‘I’ ON CULTURE
As a confirmed science fiction fan, I was really excited when the Agents of S.H.I.E.L.D. TV series was announced. Although there have been quite a few blockbuster movies based on the Marvel Comics universe, most of which were enjoyable, the idea of weekly ways to feed our desire to see it seemed irresistible. And the series is good, not even close to great, but enjoyable.
Based on the secret fictional (we can only hope) organization S.H.I.E.L.D. (Strategic Homeland Intervention, Enforcement and Logistics Division), it can mine the rich annals of the vaults of the strip. Joss Whedon, who directed the Avengers movie, heads up series production.

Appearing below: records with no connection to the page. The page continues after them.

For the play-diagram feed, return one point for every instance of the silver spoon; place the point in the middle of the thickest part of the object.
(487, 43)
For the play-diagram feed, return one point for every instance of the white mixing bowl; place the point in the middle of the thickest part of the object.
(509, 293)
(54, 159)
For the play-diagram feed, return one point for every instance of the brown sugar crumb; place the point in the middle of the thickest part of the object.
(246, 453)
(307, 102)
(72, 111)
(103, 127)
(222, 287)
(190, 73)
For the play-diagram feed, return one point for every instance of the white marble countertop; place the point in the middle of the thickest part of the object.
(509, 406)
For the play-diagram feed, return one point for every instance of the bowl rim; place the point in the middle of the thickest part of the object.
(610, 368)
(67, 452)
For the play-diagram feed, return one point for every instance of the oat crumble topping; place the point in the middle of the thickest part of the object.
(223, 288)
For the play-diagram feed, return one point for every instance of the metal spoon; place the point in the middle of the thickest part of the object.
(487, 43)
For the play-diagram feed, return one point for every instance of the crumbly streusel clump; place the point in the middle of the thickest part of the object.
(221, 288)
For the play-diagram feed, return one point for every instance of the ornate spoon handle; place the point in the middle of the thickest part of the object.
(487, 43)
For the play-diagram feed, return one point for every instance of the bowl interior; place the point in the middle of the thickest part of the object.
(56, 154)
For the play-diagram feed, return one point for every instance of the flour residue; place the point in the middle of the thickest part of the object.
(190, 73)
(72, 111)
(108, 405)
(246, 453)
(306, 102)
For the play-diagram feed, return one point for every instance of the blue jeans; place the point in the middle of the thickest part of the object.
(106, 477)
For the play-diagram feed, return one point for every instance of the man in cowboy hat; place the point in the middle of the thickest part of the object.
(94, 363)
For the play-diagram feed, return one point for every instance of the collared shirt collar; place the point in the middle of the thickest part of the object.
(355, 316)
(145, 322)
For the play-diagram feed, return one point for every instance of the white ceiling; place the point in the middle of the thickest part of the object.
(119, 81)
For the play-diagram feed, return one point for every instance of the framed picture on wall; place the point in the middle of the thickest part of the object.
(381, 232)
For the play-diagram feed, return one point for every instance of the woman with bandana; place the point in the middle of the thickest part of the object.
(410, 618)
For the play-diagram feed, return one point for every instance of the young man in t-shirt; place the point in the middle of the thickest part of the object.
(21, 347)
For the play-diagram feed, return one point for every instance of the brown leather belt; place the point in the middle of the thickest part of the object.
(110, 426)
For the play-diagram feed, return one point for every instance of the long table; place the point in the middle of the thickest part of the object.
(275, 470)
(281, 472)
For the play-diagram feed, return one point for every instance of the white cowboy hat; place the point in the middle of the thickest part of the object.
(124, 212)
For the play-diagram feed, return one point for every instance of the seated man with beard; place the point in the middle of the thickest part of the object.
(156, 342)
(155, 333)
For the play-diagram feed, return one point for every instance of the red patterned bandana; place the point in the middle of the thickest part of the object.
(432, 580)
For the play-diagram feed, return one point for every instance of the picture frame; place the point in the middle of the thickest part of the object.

It is different from the movies in that it focuses on the human members of the group, not the superhuman ones. People don’t have superpowers; they are just smart with a lot of talent. There are advantages to that: The characters are fallible, and they can really grow. On the other hand, there is not a lot of difference between them and the cast of many TV police shows. They have top scientists, tough fighters and computer hackers. Of course, their enemies sometimes have superpowers, but the shows focus mostly on good vs. bad.
The lead character, Agent Phil Coulson (Clark Gregg), actually was killed by villain Loki during the Avengers film. Clinically dead for eight seconds, everything has changed for him. The series spends more time than necessary discussing biologic and spiritual changes wrought by that. Actually, of course, many people have been “dead” for that long and have been brought back by doctors. But this death, and for want of a better word, resurrection, has created a rather useless diversion. Gregg is a good actor but lacks star quality. This is covered up by giving him a lot of fun “toys” to play with.
Melinda May (Ming-Na Wen) is the really tough agent, nicknamed “the Cavalry,” as in “the Cavalry comes to the rescue.” She is very tough and beautiful. According to the plot, she has previously been hurt by her experiences and had been an office worker before Coulson rescued her. She is often the person who ends the fights. Unfortunately, she seems not to have much of a personal life. Grant Ward (Brett Dalton) is the guy generally taking the lead in most of the physical operations. Very buff, very tough, very gruff, he usually plays the skeptic in the group.
There are two scientists who are part of this group. Jemma Simmons (Elizabeth Henstridge) is a biologist, who not only is expert on humans but also aliens; and Leo Fitz (Iain De Caestecker), an engineer who focuses a lot on weapons. Both are Brits, both really cute, and both demonstrate a deep chemistry for each other, a chemistry that is constantly downplayed, or at least has been since the start of the series.
The key central character is Skye (Chloe Bennet), a computer hacker and member of a more or less secret hacking group called the “Rising Tide.” She starts out in the series as an opponent, is brought into the group, and is never quite trusted. Officially, she claims to be involved to learn more about her parents while the group treats her as a “0-8-4” — “an object of unknown origin.”
The villains are, as expected, on the surface even tougher than the team. But somehow, week after week, our agents find ways to hold their own and even occasionally win. In recent weeks, the series has focused on creating even stronger villains. There are rumors that Mike Peterson (J. August Richards), who got superpowers from the villainous Operation Centipede in the pilot program, will become cyborg Deathlok. Some film characters have dropped in as a way of promoting not only the series, but upcoming movies.
Some of the plots wind up as convoluted as the average soap opera, bringing in characters for a few scenes and then seeming to forget them. There is too much focus on Skye’s persona, with nothing determined yet, although as one of the characters with a more sympathetic point of view, it is unlikely she will become a villain.
I enjoy watching the show. It still has some challenges, especially in terms of plot and an enormous universe of characters who seem to come and go. The larger challenge is that it is on opposite NCIS, a better-written show that in many ways provided character types for S.H.I.E.L.D. So I watch this on DVR and enjoy it. Try it.